I just found this, and though of some of the guys here..










The caption says "*Old type of locomotive moving on train tracks at the Illinois Central railroad*"


----------



## Paulus (May 31, 2008)

That's a nice looking engine! Thanks for sharing. 
It says Mississippi on the sites? 

Old type of locomotive moving on train tracks 
On what else? ;-) ;-)


----------



## IllinoisCentral (Jan 2, 2008)

That locomotive still exists. It's on display at the Museum of Science and Industry in Chicago.


----------



## Totalwrecker (Feb 26, 2009)

Posted By Paulus on 01 Nov 2010 11:58 AM 
That's a nice looking engine! Thanks for sharing. 
It says Mississippi on the sites? 

Old type of locomotive moving on train tracks 


On what else? ;-) ;-) 


a pole road?










There are no rails. The wheels are double flanged and usually concave between. Shaped to ride on logs laid end to end.



John


----------



## trainguy111 (Sep 7, 2010)

How about these for Whimsy?


----------



## Hans Larsson (Apr 19, 2009)

Posted By trainguy111 on 24 Nov 2010 05:03 PM 
How about these for Whimsy?











I would not place the successul steam turbine locomotive TGOJ M3t under a Whimsical flag... 
They (3 were built) were the strongest steam locomotives in Sweden, and were running for 20 years (1930's to 1953), until electrification converted the Swedish fleet. 
Still today, two of them are complete, and (AFAIK) no 71 is the only runnable steam turbine locomotive in the world.


----------



## John J (Dec 29, 2007)

Do you think this is where they got the idea of track bearings to run your engine in place


----------



## trainguy111 (Sep 7, 2010)

There are a few reasons why I included it here. 

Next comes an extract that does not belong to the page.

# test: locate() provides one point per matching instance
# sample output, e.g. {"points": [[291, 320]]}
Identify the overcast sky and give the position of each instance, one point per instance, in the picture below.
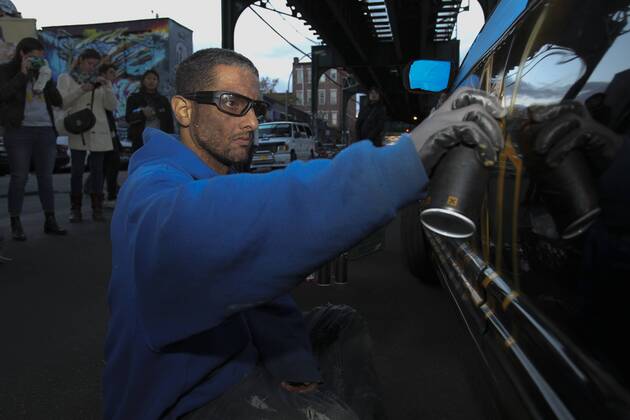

1. There are no other steam turbines surviving.

2. The Mechanism for the wheels looks rather unconventional.


----------



## trainguy111 (Sep 7, 2010)

And how about these weirdos


----------



## Paulus (May 31, 2008)

Found some nice ones on Stealth Locos & Strange Chimneys (Check it out; there are more beautiful oddities on that site!).











As starter:
* This monstrosity was a Crampton and was built for the Camden & Amboy railway in the USA, in 1850 * 










* 



The Bayonne-Anglet-Biarritz line in France used double-decker coaches, and so a very tall chimney was required to lift the smoke clear of the upper deck. 

* 











* 

Locomotive with preheater for the Egyptian State Railway, by F H Trevithick: 1902 








* 


Also this one on: The Heilmann locomotives









Paulus


----------



## Hans Larsson (Apr 19, 2009)

Posted By trainguy111 on 29 Nov 2010 06:53 PM 
There are a few reasons why I included it here. 

1. There are no other steam turbines surviving.

2. The Mechanism for the wheels looks rather unconventional.
Well, if you think of Whimsical as Odd designs, then I can agree. 
Then the first Swedish steam turbine attempt, from 1921, could also be added to the list. 








The traction wheels are below the condenser tender.


----------